# Mod Please Lock Date Has Passed



## Rythmyc (Jul 23, 2011)

*Mod Please Lock This*


----------



## itsTreyG (Aug 10, 2011)

Good luck with that. But seriously, don't look into that too deep.


----------



## Mustang302LX (Jun 28, 2011)

They didn't extend anything lol. VzW extended all returns from mid-November till sometime in January due to the holidays.


----------



## Mexiken (Jul 23, 2011)

Mustang302LX said:


> They didn't extend anything lol. VzW extended all returns from mid-November till sometime in January due to the holidays.
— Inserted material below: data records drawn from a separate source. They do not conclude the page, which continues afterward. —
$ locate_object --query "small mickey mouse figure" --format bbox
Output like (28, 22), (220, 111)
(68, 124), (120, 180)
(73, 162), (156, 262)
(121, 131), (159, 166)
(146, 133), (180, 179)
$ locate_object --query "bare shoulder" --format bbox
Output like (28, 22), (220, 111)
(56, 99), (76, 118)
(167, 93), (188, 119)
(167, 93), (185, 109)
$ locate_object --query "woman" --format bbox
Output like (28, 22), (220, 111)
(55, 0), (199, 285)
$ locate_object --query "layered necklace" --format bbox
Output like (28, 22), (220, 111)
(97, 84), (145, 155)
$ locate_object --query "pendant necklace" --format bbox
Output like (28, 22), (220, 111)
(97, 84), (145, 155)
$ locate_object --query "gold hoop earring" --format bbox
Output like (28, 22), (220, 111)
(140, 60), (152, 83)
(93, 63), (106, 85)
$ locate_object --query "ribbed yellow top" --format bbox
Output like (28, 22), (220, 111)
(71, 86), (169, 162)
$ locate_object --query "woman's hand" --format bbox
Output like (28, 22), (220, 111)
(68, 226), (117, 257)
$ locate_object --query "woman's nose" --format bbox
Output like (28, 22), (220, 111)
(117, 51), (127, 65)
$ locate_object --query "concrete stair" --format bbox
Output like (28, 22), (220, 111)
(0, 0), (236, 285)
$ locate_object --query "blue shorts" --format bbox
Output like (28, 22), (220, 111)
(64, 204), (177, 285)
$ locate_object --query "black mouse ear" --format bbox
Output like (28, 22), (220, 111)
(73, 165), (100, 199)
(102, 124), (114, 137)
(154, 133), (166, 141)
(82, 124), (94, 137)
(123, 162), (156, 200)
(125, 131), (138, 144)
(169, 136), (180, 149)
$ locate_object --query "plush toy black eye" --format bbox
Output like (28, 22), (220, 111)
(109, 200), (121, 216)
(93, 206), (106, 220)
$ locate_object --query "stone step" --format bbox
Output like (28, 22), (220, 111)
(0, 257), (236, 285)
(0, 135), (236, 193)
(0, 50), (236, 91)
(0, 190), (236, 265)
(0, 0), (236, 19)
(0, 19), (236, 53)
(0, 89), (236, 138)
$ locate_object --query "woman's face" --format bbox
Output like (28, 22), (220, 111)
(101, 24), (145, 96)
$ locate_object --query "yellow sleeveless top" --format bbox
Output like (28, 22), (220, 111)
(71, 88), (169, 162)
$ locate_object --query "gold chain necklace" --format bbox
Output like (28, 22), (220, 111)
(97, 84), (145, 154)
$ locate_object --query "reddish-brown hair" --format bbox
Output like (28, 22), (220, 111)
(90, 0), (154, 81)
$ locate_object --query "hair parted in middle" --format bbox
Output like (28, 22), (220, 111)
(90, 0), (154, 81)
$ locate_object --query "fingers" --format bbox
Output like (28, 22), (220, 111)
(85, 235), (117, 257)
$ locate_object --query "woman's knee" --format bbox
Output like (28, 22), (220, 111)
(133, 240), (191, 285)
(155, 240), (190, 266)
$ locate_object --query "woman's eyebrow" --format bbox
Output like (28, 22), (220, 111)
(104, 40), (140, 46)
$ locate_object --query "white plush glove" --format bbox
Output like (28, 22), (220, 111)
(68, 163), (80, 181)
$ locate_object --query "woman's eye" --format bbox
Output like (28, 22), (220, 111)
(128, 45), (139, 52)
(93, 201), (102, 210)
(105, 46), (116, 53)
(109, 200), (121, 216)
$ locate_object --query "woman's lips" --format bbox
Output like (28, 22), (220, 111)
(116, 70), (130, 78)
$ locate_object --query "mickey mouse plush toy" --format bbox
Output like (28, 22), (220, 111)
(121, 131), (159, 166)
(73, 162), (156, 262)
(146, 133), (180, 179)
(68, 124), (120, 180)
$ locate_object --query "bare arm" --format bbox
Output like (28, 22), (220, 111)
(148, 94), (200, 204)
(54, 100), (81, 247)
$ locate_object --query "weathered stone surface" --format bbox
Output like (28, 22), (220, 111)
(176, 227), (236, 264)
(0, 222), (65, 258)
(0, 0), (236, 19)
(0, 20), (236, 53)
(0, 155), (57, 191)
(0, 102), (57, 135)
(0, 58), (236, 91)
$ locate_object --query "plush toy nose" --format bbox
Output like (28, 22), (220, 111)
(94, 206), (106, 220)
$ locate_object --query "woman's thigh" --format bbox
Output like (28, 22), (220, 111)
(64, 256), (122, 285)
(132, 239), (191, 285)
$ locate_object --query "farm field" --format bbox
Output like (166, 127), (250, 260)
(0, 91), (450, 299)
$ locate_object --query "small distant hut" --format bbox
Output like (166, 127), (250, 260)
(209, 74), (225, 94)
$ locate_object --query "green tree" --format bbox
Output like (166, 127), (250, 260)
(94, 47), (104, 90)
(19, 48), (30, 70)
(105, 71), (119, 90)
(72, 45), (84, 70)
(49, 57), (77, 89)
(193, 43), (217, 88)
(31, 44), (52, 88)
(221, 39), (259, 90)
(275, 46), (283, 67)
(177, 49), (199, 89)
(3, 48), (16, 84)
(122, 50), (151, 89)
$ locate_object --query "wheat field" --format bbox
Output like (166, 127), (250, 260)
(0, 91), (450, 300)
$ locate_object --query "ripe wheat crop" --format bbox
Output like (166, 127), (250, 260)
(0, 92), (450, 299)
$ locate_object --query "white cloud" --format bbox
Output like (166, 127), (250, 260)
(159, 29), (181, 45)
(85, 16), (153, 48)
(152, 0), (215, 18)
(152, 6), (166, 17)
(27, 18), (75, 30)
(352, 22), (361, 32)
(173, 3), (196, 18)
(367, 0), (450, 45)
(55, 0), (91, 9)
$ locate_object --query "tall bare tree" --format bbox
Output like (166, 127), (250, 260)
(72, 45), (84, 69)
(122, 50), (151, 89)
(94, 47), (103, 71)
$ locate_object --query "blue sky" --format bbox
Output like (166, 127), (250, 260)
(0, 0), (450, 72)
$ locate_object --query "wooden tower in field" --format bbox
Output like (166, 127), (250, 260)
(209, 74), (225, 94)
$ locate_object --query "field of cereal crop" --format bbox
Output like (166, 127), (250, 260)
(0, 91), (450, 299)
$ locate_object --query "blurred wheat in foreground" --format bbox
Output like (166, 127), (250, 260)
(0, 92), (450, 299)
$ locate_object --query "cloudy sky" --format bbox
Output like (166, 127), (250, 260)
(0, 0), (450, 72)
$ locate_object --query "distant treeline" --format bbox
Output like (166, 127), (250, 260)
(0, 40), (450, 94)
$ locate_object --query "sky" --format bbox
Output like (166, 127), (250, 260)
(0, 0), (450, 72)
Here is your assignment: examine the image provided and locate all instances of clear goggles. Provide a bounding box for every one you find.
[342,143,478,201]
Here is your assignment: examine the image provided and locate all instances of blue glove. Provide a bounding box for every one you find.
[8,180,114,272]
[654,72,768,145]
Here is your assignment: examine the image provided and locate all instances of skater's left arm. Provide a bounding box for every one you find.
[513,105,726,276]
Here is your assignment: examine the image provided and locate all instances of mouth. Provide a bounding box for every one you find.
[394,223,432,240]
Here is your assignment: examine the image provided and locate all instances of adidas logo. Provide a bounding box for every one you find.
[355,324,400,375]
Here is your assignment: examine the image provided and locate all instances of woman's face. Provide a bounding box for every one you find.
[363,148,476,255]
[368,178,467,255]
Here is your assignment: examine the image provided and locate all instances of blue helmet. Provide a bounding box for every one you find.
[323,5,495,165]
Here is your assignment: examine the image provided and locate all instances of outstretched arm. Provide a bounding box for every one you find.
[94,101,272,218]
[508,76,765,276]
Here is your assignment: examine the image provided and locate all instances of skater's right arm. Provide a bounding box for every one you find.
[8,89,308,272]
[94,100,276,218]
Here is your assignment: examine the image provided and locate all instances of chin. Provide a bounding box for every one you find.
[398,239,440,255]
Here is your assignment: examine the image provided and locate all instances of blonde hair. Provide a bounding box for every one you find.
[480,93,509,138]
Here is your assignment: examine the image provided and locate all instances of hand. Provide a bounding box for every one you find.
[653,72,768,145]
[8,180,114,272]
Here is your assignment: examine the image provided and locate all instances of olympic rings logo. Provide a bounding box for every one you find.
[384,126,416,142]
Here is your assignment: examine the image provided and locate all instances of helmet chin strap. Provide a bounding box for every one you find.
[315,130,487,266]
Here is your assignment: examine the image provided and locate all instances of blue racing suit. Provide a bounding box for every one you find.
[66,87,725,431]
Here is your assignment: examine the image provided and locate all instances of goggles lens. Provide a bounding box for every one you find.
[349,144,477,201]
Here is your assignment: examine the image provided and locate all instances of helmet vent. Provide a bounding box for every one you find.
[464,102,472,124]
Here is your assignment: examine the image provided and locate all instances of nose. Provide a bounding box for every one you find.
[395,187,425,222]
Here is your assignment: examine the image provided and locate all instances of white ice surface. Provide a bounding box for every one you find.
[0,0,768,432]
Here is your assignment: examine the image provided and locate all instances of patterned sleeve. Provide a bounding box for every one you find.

This. They just tried to seem like they were "helping you out"


----------



## ImRickJamesBit_h (Jul 17, 2011)

Mexiken said:


> This. They just tried to seem like they were "helping you out"


This. ¯\_(ツ)_/¯


----------



## ERIFNOMI (Jun 30, 2011)

....6 days and Verizon nor Google nor Samsung have made an announcement? Don't think so.


----------



## ImRickJamesBit_h (Jul 17, 2011)

ERIFNOMI said:


> ....6 days and Verizon nor Google nor Samsung have made an announcement? Don't think so.


Yep. Delete thread.

I DONT CARE ABOUT THAT BEATS ¯\_(ツ)_/¯


----------



## Rythmyc (Jul 23, 2011)

Incorrect, they extended on purchases AFTER the 14th. Mine was bought on the 11th, not to mention they would just extend until January if it were the case. There's more to it, but I won't go into details here.


----------



## YankInDaSouth (Jun 9, 2011)

http://www.noticeorange.com/StoryBody?id=459974439&siteKey=agxub3RpY2VvcmFuZ2VyDQsSBFNpdGUY2ZLqAQw&font_size=10

Sent from my TBolt ... For a limited time only


----------



## Mustang302LX (Jun 28, 2011)

Rythmyc said:


> Incorrect, they extended on purchases AFTER the 14th. Mine was bought on the 11th, not to mention they would just extend until January if it were the case. There's more to it, but I won't go into details here.


Please go into further detail.

Sent from my Thunderbolt running CyanogenMod7 using RootzWiki Forums.


----------



## GatorsUF (Oct 14, 2011)

Rythmyc said:


> Incorrect, they extended on purchases AFTER the 14th. Mine was bought on the 11th, not to mention they would just extend until January if it were the case. There's more to it, but I won't go into details here.


Why not go into details? Lets hear it.


----------



## ma_usmc (Nov 5, 2011)

Sorry but even Dec 8 seems a bit tentative.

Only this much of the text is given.